I have attempted suicide several times, I did die once, in front of my children. It took severals hours to get me back. I still indulge in very dangerous behavior. I will welcome death when it;s finally my turn. More than anything I want to stop hating myself
I felt really sad when I read this stillsad.. I hope you learn to love yourself and how to be safe, care for yourself.. you're worth it! Life is hard but there are ways to cope and feel better. I can relate to what you say about welcoming death, I don't actively do anything suicidal (well smoking and eating too much but no drugs/drinking anymore), had a major serious attempt that failed, I too almost died, about 4 years ago, and thats what snapped me out of the fog and made me get help. But somedays when I think its too hard or i'll never get better, I would welcome death, its a quick easy way for it to be over. But I know that would be letting my abusers win, and I try to be stubborn and say screw them! I want to get better and deserve to be happy!

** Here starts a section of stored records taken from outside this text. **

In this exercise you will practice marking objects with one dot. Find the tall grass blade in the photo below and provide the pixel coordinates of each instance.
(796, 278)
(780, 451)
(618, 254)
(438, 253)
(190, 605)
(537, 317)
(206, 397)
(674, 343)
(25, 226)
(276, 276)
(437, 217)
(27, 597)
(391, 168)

So I hope you feel better, I'm here for you if you need to talk.
Brenda
 
I have thought about it alot
And i attempted takingf DXM to try and end it. High doses are supposed to cause brain damage and liver failure but i guess it wasnt enough.
I was high for 12 hrs and i diddnt sleep for 3 days and i recovered in a little over a week
fail
 
I seriously considered it after my traumatic event happened, it was like it was way to much to handle but that was two months ago and now im trying to learn more about ptsd and understand that i can live through this no matter how hard it is sometimes. i just dont want to give in to it,.....idk
 
Once when I was 21. Many years later after my brother's death I contemplated cutting my hand. My cat knocked the sharp object I was using out of my hand a couple times, so there was nothing damaged as a result. Before she died, she looked at me straight in the eye and put her paw in my outstretched palm. My current cat (pictured) follows me everywhere when I'm home.
 
I have tried to end my life in many ways but people keep saving me. I guess that means I'm meant to be here.
 
Let's see-soon to be homeless, job market sucks, dreams every night and thoughts daily of what happened years ago...and to top it all I am past the point of caring.